After my surgery, while waiting in recovery, we met with a neuro oncologist. I didn’t think we would get any sort of news until the pathology report came back, but he was able to give us some information. He told us that I had cancer. Not only did I have cancer, but I had an aggressive type of brain cancer and that the pathology report would tell us how serious it was. I don’t think I have ever felt so hopeless or defeated than I did in that moment. He mentioned I may be able to have a laser surgery to help kill some of the cancer cells but they would have to meet to see if I was a candidate for it. Fast forward 3 days and we have a diagnosis. He told us that on a grade of I-IV I had a grade IV Glioblastoma tumor. The worst. And because of the location and the risk, it was inoperable. Cool. So I have the worst kind of cancer in the worst place possible. Awesome. I would be lying if I said I wasn’t devastated by this news. Hearing that statistically I have 15 months to live is just heart breaking. I’m only 27 years old, I have a beautiful 2 year old daughter and I love my husband more than anything on this earth. How could this be happening!?

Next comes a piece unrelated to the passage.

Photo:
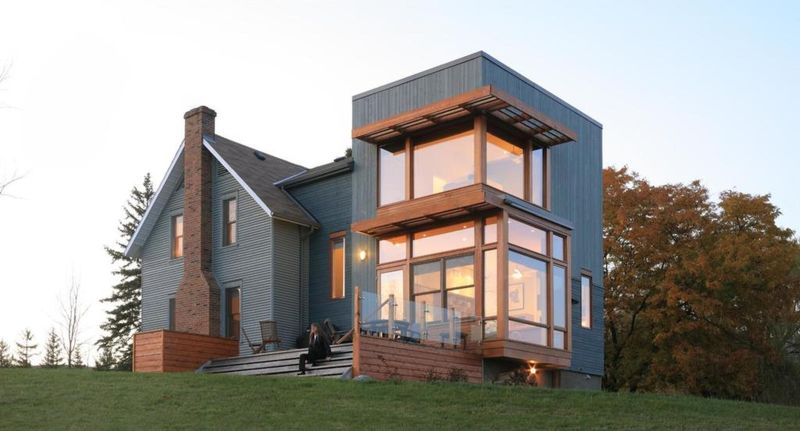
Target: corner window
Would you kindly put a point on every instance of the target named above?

The couple of days leading up to now we have been in shock. I have definitely had times of sadness and anger but now that the shock is wearing off, I’m starting to feel more like my happy self. I’ve come to realize that I just have to take everything one day at a time. I can’t dwell on the what if’s because if I do, I wont enjoy the moments that I have now. And even though the odds aren’t in my favor, I know that nothing is too big for God. He is with us and I know that he will see us through.